Jetzt hörte das andere Mädchen auf zu blasen und entließ
meinen Schwanz aus ihrem Mund. Dann zog sie meine Vorhaut so weit
es ging nach unten und spielte mit ihrer Zunge an meinem kleinen
Loch. Dann verband nur noch ein kleiner Speichelfaden ihre Zunge
mit meinem Schwanz. Sie schob die Vorhaut wieder hoch bis über
die Eichel und zog sie dann wieder ganz weit nach unten. Ich sah
wie sie in ihrem Mund Spucke sammelte und da kam sie auch schon
heraus und lief über meine Eichel. Es war eine sehr zähe
Spucke, so das der Speichelfaden an ihrer Zunge hängenblieb. Der
größte Teil aber lief an meinem steifen Schwanz herunter. Da
nahm sie ihn gleich wieder in den Mund und nahm ihre Spucke
wieder auf. Dann ließ sie die ganze Ladung noch einmal auf meine
Eichel laufen. Mit zwei Fingern verteilte sie ihre schleimige
Spucke auf meiner Eichel.
Dann veränderte sie ihre Position und umfaßte meinen steifen
Schwanz fest mit beiden Füßen und begann ihn zu wichsen, ganz
beharrlich rhythmisch. Ihre Freundin im Minirock sagte zu ihr:
"Ja los, wichs ihn jetzt fertig!!! Ich will sehen wie er
zwischen deinen Füßen abspritzt!"
Das Mädchen wichste schneller. Ich griff mit meinen Händen nach
oben unter den Rock des Mädchens das immer noch über mir stand
und knetete ihren Arsch. Sie sagte: "Ja, greif nur richtig
zu - aber spritz jetzt endlich!" Offensichtlich ging es ihr
nicht schnell gneug, denn sie stellte einen Fuß auf mich drauf
und erhöhte langsam den Druck. "Los, du sollst jetzt
nedlich abspritzen!!!"
Ich spürte den Saft in mir hochsteigen und stöhnte. Die Fußwichserin
ging nun fester zur Sache und wichste immer schneller und fester.

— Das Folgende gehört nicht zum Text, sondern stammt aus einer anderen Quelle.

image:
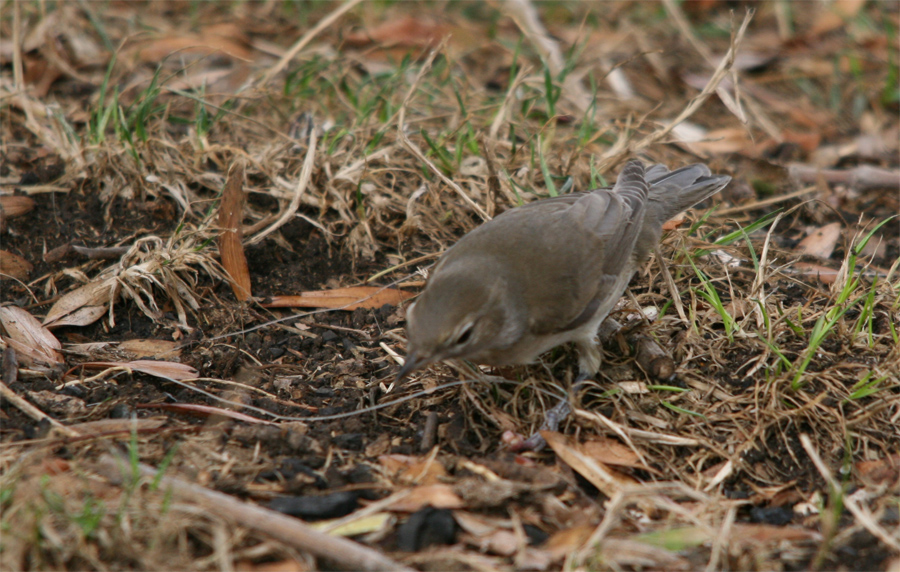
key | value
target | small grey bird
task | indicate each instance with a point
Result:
(548, 272)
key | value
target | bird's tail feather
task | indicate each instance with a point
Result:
(674, 191)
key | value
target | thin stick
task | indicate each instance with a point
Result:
(306, 39)
(302, 184)
(346, 553)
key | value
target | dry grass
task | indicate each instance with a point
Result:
(394, 130)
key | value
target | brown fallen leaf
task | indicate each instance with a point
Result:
(14, 265)
(406, 31)
(12, 206)
(568, 540)
(151, 348)
(163, 369)
(416, 470)
(880, 471)
(231, 248)
(97, 293)
(611, 452)
(342, 298)
(207, 411)
(818, 272)
(35, 344)
(834, 15)
(107, 426)
(221, 40)
(607, 480)
(437, 496)
(821, 242)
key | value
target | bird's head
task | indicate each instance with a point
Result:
(464, 315)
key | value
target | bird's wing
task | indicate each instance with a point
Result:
(586, 245)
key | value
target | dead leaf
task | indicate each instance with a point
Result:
(624, 553)
(58, 404)
(29, 338)
(808, 142)
(607, 480)
(107, 426)
(343, 298)
(834, 14)
(163, 369)
(414, 470)
(821, 242)
(567, 541)
(437, 496)
(289, 565)
(96, 293)
(12, 206)
(611, 452)
(406, 31)
(231, 248)
(14, 265)
(208, 411)
(223, 40)
(770, 534)
(818, 272)
(83, 316)
(151, 348)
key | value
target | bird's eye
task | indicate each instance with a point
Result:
(464, 336)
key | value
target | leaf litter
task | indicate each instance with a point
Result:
(381, 135)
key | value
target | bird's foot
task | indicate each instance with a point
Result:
(552, 419)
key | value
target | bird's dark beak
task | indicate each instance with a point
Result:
(412, 363)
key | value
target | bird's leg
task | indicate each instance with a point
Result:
(589, 359)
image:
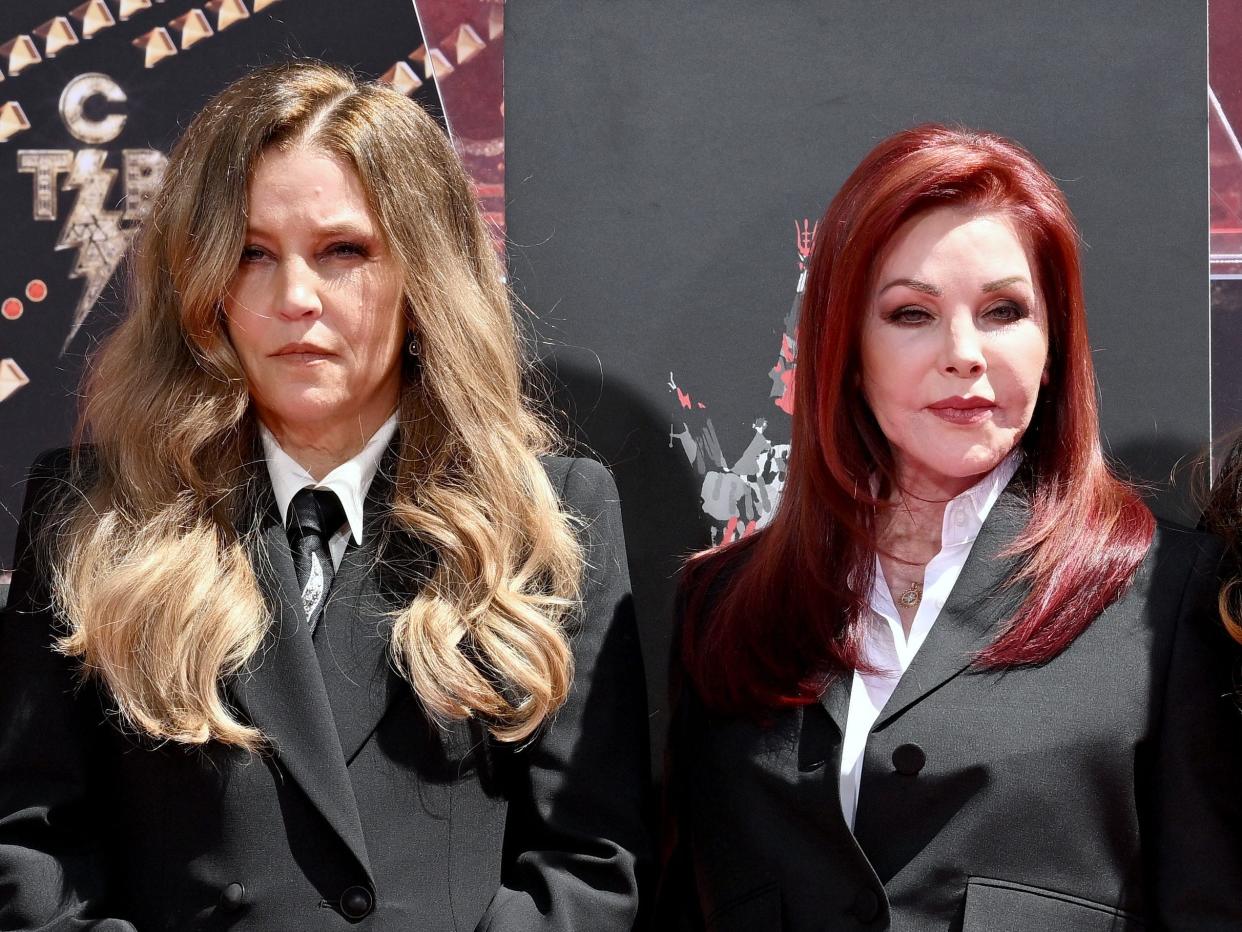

Ich stöhnte: "Jeeetzzzt!!!" Da gab sie mir noch zwei,
drei harte Wichstritte und trat die Vorhaut bis zum Anschlag fest
nach unten. Dann mußte ich abspritzen.
Die erste Ladung flog im hohen Bogen durch das Zimmer. Dann drückte
sie mir den Schwanz mit aller Kraft ihrer Beine auf meinen Bauch
und ich entlud mich dort gewaltig. Die nächsten Ladungen trafen
mein Gesicht und ein Bein des Mädchens das immer noch über und
auf mir stand und mit Freuden zusah wie ich abspritzte. Dabei preßte
sie mir rhtythmisch ihren Fuß auf meine Brust, so als ob sie mit
leerpumpen wollte. Ich kam und kam und kam...
Nachdem sie mich vollständig entleert hatte ließen die Mädchen
von nir ab und ließen mich eifach so liegen. Sie nahmen ihre CD
und gingen wortlos. Ich hoffte das sie noch öfter kommen würden
aber ich habe sie bis heute nicht wiedergesehen.